For workers who lose their jobs, the bill supplies expanded unemployment benefits for up to four months. For many, those payments will match or even exceed the wages they were earning before the outbreak.

The bill also includes a $1,200 payment for each adult — and $500 per child — in households that earn up to $75,000 per year for individuals or $150,000 for couples. The assistance phases out for people who earn more.

Neither Republicans nor Democrats love the bill, which was the product of frenzied negotiations punctuated by often bitter partisan anger. Some liberal groups denounced it as a slush fund for corporations. Some conservatives warned that the large amount of borrowed money it would plow into the economy could stoke rampant inflation.

Business groups celebrated it as a late but necessary intervention, and so did many lawmakers and policy advocates.

“Nothing is perfect around here,” Senator Rob Portman, Republican of Ohio, said in a Tuesday speech on the Senate floor. “But if you make perfect the enemy of the good, you’re going to hurt more people, more small businesses will shut, more people will be out on their own and there will be more and more people who will be infected with this virus who otherwise could have been saved.”

Jacob Leibenluft, a senior fellow at the liberal Center for American Progress, said Congress “will need much more over the coming months, but the crucial thing the bill appears to do is begin providing relief to families and communities through channels that can get it out quickly, like expanded unemployment insurance, direct payments and state aid.”

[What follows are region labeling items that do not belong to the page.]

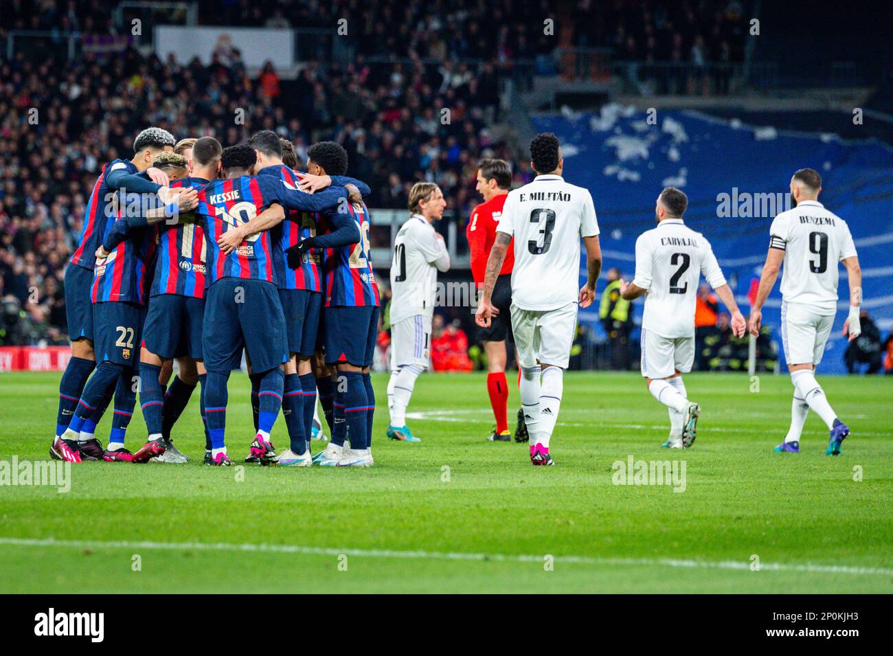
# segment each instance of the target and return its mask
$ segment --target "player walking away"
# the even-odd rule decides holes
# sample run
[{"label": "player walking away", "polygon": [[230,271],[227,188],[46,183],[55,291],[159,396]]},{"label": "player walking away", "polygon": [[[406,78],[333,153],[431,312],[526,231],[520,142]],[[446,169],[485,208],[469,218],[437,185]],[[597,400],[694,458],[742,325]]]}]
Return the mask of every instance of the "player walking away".
[{"label": "player walking away", "polygon": [[657,228],[636,240],[636,275],[621,285],[632,301],[642,295],[642,376],[651,395],[670,410],[670,438],[665,448],[691,446],[697,436],[701,406],[690,401],[682,374],[695,359],[695,304],[701,273],[731,313],[731,329],[744,335],[746,322],[706,237],[682,220],[689,199],[668,187],[657,196]]},{"label": "player walking away", "polygon": [[[472,277],[480,289],[484,285],[487,258],[497,238],[497,224],[502,216],[503,205],[512,186],[512,170],[503,160],[483,159],[478,164],[478,193],[484,202],[472,211],[472,218],[465,228],[469,251],[472,256]],[[490,327],[479,328],[478,339],[484,344],[487,355],[487,393],[497,421],[497,428],[487,438],[491,442],[508,442],[508,382],[505,380],[505,337],[509,328],[509,308],[512,306],[512,267],[514,253],[508,250],[499,277],[493,288],[493,303],[499,313],[493,318]],[[522,419],[523,421],[523,419]],[[519,437],[516,436],[516,437]]]},{"label": "player walking away", "polygon": [[[522,371],[530,462],[552,465],[549,440],[558,419],[577,307],[588,307],[595,298],[602,252],[592,196],[562,178],[564,160],[558,138],[551,133],[534,137],[530,160],[537,177],[505,199],[475,321],[488,328],[500,312],[493,294],[513,236],[512,333]],[[586,245],[587,281],[578,294],[580,237]]]},{"label": "player walking away", "polygon": [[[160,194],[170,199],[166,185],[167,176],[152,168],[153,159],[163,152],[172,149],[173,136],[159,128],[148,128],[134,140],[132,160],[114,160],[104,165],[93,186],[93,191],[84,212],[84,226],[79,245],[69,266],[65,269],[65,307],[69,334],[71,336],[71,359],[69,361],[59,383],[59,411],[56,419],[56,436],[50,449],[50,455],[70,462],[81,460],[99,460],[104,449],[94,436],[94,430],[111,400],[99,396],[93,400],[92,411],[80,406],[80,417],[74,425],[71,421],[80,405],[87,379],[96,366],[95,305],[90,289],[93,285],[96,251],[105,236],[109,216],[113,216],[111,203],[119,203],[121,189],[131,194]],[[145,171],[146,175],[138,175]],[[106,367],[100,377],[105,380],[113,372]],[[98,373],[98,371],[97,371]],[[116,413],[113,419],[113,434],[121,437],[122,428],[127,425],[133,412],[134,397],[130,381],[119,378],[115,390]],[[97,381],[99,385],[100,381]],[[103,388],[104,386],[101,386]],[[68,436],[64,439],[63,435]],[[67,441],[66,441],[67,440]]]},{"label": "player walking away", "polygon": [[388,383],[388,436],[421,442],[406,426],[406,407],[419,375],[428,369],[438,271],[449,270],[449,253],[431,223],[446,207],[433,182],[416,182],[409,192],[410,217],[396,233],[390,283],[391,377]]},{"label": "player walking away", "polygon": [[849,315],[843,334],[848,335],[852,342],[862,331],[862,270],[847,222],[819,203],[820,193],[822,177],[815,170],[801,169],[794,173],[790,195],[796,206],[782,212],[772,221],[769,253],[751,308],[749,328],[755,336],[759,335],[761,311],[783,262],[781,341],[794,384],[794,401],[790,428],[775,451],[799,453],[803,425],[812,409],[830,431],[825,454],[839,455],[840,444],[849,435],[849,427],[838,419],[815,380],[814,371],[822,361],[837,311],[838,262],[843,262],[849,278]]},{"label": "player walking away", "polygon": [[[203,139],[211,137],[196,143],[194,154],[204,148]],[[274,210],[271,214],[281,220],[285,212],[281,207],[270,207],[274,203],[319,212],[338,205],[346,192],[333,187],[311,195],[289,189],[271,176],[251,177],[247,173],[256,164],[257,154],[247,145],[221,153],[217,144],[214,151],[226,179],[213,182],[199,193],[196,213],[202,217],[211,246],[202,350],[207,370],[204,403],[212,442],[210,464],[228,466],[224,433],[230,371],[239,366],[245,349],[255,375],[261,379],[258,428],[250,453],[267,461],[276,454],[270,431],[282,403],[285,374],[280,367],[288,361],[288,353],[270,233],[262,230],[243,239],[238,231],[235,245],[223,237],[255,217],[263,220],[263,214],[258,214],[266,208]]]},{"label": "player walking away", "polygon": [[[303,179],[307,177],[296,170],[296,160],[295,166],[285,163],[282,140],[275,132],[261,130],[248,140],[248,145],[257,154],[257,175],[273,176],[293,188],[298,188]],[[371,193],[367,185],[353,178],[335,176],[334,179],[331,177],[327,179],[336,186],[352,184],[361,193]],[[316,404],[316,378],[311,366],[311,358],[316,351],[317,330],[322,307],[321,260],[318,253],[309,253],[305,262],[290,269],[286,251],[296,245],[301,239],[315,236],[317,220],[318,217],[313,212],[288,212],[286,220],[271,228],[276,253],[273,262],[280,300],[285,314],[289,355],[285,370],[282,414],[288,428],[291,452],[299,459],[303,459],[306,450],[306,446],[301,444],[309,440],[313,428],[313,411]],[[260,380],[254,374],[251,378],[252,405],[259,407]],[[256,421],[256,411],[255,416]],[[309,459],[308,455],[308,463]]]},{"label": "player walking away", "polygon": [[[311,173],[349,179],[343,178],[347,172],[347,152],[340,145],[314,144],[308,158]],[[290,266],[299,267],[310,248],[325,249],[323,342],[325,364],[336,368],[335,398],[331,441],[314,461],[322,466],[371,467],[375,393],[370,368],[378,335],[379,289],[372,271],[369,210],[354,193],[350,200],[344,208],[319,212],[319,234],[290,247],[288,255]],[[348,432],[349,449],[344,446]],[[280,463],[288,464],[282,459]]]}]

Policy experts and business lobbyists have been warning for days that congressional failure to reach a deal was causing more companies to shutter and workers to lose their jobs. Some said on Tuesday that lawmakers needed to be ready to start work on another plan to avoid any additional losses if the outbreak effects stretch into summer and fall.

“Much of the small business community is facing an extinction-level event,” said John Lettieri, the chief of the Economic Innovation Group think tank in Washington, who pushed heavily for a package of small business loans in the agreement. “Will this bill help? Absolutely. But the lending capacity needed to prevent mass closures and layoffs could be four or five times larger than what is being provided.”

“Congress,” Mr. Lettieri said, “needs to be prepared now for how quickly these resources are going to evaporate.”